Philippines corrects course to meet global seafarer training standards

Philippines corrects course to meet global seafarer training standards
Filipino seafarers shows thumb up sign during the inaguarion of Seafarer center in Manila, 22 December 2006. Filippino seamen work on ships all over the world and the money they send back home is a major source of foreign exchnage in thie poverty-stricken country. AFP PHOTO/JOEL NITO

MANILA, Philippines — The Philippines said it has taken "corrective actions" after independent evaluators cited 15 areas of noncompliance to the International Convention on Standards of Training, Certification and Watchkeeping for Seafarers (STCW Convention), along with 63 "observations."

This is aside from the 23 grievances the Philippines had after an audit by the European Maritime Safety Agency, which checks compliance with standards of the European Union.

According to Maritime Industry Authority Executive Director-in-charge Samuel Batalla, the Philipppines’ independent evaluation was conducted from March to April this year to "verify the country’s implementation of its quality standard systems" on top of checking on the country’s training and certification of seafarers.
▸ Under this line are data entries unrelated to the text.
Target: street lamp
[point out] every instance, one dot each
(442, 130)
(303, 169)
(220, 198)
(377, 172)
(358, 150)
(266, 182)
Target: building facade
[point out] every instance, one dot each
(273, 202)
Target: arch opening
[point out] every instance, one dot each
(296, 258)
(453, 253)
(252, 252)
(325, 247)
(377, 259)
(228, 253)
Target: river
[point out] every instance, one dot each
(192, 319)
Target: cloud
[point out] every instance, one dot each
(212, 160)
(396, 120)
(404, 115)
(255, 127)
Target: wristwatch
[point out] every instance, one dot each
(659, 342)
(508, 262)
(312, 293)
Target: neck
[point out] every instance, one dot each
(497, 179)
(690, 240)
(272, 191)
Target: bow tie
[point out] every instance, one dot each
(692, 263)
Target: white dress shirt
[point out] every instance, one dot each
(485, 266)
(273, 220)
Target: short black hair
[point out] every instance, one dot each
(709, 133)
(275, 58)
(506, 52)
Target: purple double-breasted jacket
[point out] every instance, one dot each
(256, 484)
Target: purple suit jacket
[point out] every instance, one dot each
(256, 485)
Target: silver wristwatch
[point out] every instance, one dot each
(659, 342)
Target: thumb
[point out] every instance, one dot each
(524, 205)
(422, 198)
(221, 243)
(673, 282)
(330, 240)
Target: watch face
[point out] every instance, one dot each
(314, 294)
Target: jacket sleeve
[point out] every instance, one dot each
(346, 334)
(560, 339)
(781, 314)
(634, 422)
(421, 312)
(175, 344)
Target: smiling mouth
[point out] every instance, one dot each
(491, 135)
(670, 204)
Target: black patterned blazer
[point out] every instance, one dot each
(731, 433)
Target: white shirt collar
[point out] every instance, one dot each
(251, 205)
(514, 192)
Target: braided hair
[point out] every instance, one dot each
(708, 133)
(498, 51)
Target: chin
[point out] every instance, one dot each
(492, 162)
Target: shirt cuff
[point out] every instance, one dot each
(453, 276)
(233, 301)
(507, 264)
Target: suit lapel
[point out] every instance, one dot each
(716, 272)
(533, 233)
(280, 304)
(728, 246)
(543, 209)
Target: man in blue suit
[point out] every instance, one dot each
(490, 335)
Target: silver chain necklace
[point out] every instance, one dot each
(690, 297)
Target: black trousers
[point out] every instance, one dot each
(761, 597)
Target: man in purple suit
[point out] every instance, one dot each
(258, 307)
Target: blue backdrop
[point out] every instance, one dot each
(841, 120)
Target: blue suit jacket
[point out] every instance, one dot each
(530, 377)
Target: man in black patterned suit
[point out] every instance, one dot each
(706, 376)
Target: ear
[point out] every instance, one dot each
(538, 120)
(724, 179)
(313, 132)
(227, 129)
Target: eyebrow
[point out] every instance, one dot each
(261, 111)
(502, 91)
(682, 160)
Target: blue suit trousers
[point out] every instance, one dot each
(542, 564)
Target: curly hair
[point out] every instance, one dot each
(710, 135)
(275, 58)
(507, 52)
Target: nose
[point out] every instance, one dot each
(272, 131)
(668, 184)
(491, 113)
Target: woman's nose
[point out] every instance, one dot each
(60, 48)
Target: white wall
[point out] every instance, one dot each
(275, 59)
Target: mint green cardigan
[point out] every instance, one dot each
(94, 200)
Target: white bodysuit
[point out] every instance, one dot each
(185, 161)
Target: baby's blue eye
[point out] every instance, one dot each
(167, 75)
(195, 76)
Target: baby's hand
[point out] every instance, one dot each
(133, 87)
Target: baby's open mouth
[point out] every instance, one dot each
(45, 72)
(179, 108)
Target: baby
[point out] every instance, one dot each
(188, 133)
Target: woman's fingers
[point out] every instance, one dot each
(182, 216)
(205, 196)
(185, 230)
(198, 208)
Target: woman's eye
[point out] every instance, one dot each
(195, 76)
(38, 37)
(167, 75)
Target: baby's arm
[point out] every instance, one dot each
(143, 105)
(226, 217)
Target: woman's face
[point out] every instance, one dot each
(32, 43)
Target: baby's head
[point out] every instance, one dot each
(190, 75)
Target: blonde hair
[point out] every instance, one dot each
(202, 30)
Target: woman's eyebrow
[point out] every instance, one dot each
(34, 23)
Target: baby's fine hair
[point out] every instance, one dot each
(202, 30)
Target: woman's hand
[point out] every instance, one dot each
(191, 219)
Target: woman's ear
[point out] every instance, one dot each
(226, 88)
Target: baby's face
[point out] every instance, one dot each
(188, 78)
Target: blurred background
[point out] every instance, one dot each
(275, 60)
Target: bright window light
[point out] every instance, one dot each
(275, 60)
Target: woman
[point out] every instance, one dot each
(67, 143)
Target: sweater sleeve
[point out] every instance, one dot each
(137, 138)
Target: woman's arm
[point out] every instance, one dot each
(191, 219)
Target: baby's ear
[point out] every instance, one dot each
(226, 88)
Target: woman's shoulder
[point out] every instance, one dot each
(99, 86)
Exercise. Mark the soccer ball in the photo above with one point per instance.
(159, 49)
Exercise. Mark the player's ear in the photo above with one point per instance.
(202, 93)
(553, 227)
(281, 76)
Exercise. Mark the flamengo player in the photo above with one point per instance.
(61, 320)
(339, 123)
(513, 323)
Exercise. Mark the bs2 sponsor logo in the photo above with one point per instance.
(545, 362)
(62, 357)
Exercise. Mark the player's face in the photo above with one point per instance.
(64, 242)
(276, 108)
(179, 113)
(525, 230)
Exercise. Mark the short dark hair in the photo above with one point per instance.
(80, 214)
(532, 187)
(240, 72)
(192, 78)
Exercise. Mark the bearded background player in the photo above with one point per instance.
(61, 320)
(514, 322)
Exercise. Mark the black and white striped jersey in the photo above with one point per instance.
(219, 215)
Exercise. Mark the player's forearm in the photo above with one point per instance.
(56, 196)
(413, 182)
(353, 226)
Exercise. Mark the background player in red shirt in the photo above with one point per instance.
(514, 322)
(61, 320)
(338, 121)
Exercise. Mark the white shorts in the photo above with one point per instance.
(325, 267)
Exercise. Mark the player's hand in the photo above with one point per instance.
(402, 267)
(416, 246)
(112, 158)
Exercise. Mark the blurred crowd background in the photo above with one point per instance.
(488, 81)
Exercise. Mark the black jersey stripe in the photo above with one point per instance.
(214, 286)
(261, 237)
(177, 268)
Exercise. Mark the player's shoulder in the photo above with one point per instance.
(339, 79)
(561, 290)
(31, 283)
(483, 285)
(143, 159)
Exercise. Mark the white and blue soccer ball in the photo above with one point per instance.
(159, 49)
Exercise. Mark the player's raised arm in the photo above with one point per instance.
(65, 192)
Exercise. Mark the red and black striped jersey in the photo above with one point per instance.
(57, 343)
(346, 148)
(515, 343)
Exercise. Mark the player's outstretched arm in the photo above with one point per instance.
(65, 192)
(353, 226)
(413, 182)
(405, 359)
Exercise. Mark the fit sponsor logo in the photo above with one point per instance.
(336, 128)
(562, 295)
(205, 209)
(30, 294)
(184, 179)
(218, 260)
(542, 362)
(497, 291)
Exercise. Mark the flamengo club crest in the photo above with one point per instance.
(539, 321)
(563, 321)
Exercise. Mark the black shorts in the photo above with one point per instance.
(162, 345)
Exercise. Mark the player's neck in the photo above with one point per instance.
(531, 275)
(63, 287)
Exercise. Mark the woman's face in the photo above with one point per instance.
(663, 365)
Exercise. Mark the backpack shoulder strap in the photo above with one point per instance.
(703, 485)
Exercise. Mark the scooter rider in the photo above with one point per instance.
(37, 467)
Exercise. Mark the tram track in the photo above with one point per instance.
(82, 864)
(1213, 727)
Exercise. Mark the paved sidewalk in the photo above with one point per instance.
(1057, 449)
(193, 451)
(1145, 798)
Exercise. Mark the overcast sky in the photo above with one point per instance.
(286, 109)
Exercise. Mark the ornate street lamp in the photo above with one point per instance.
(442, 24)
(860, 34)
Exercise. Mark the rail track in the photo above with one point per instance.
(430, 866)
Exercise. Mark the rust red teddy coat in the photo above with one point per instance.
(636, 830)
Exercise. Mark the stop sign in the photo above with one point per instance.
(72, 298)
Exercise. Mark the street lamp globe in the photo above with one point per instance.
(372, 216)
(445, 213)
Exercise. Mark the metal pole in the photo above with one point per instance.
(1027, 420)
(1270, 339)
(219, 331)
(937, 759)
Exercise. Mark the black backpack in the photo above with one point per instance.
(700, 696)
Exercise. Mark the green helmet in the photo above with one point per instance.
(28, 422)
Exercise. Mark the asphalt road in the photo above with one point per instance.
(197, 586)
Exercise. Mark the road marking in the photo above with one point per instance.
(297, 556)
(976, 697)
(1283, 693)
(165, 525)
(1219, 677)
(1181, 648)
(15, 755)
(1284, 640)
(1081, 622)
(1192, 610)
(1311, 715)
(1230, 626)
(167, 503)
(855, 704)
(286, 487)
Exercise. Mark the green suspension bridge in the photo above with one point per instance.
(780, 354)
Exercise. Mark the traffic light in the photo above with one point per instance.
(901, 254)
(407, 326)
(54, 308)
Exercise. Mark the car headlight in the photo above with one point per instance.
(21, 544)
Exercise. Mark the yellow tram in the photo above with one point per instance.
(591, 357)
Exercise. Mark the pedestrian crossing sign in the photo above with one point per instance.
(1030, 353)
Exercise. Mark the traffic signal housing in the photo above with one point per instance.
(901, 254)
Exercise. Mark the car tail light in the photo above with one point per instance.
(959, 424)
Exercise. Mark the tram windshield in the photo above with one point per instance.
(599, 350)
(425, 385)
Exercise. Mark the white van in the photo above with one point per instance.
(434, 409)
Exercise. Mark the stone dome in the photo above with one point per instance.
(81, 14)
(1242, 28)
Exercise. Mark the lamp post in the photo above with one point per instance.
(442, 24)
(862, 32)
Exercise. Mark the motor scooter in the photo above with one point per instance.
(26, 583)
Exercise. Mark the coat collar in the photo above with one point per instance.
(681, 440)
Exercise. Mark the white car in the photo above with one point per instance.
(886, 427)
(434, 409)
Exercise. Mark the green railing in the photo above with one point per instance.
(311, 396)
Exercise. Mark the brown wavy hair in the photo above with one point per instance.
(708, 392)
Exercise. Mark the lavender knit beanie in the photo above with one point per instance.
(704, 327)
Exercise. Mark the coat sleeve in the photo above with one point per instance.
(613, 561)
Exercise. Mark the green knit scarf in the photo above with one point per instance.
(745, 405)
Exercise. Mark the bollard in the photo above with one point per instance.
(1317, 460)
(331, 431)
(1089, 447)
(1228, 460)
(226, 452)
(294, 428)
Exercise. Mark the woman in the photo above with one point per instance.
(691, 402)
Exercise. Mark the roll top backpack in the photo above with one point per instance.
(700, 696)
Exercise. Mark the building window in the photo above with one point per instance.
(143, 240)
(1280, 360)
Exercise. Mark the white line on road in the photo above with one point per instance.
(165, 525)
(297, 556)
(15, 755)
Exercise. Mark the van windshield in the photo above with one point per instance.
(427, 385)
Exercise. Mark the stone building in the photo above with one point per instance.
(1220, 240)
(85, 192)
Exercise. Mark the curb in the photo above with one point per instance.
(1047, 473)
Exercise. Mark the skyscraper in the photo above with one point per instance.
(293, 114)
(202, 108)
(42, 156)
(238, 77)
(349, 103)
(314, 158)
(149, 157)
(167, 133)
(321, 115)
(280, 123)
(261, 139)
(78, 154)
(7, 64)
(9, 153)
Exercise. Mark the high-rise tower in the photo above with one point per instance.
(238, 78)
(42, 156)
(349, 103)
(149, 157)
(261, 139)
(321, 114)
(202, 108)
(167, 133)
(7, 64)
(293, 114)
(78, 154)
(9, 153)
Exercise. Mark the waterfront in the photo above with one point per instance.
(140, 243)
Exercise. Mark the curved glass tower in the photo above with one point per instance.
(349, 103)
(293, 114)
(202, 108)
Batalla said the Philippines was cited for its non-conformities in quality standards systems and implementation, the implementation of the 2010 Manila Amendments, and the implementation of education, training, and assessment standards.

"Within this month, Marina will be submitting a report on the corrective actions that have already been completed, including the corresponding documentary evidence so that will be the basis of independent evaluators in their evaluation this December to validate responses we will submit," Batalla said in mixed Filipino and English at the House Committee on Overseas Workers Affairs on Thursday,

Why is this important?

The independent evaluation is a requirement for parties part of the convention. Batalla said the independent evaluators will submit a verification report to the International Maritime Organization within six months.

This is crucial to the Philippines’ being listed under the "white list" of countries with seafarer employability as the IMO seeks to release a new list.

Should the Philippines be excluded from the list, this may impact the employment of over 600,000 Filipino seafarers around the world and subsequently, the global maritime industry. The UN Conference on Trade and Development had noted that the Philippines is the world’s top source of seafarers in 2021.

Marina also said "Philippine-flagged ships may be subjected to stringent port state inspections."

The Philippines last submitted reports in 2013 and 2017, but both were dismissed.

Batalla said the 2013 report failed to adapt amendments in the convention, while the 2017 report was considered incomplete. This makes the 2009 independent evaluation the country’s last report to the international body.

"Currently, the Philippines is still in the IMO list of STCW countries. However, we must successfully pass the independent evaluation to strengthen our compliance status," Batalla said.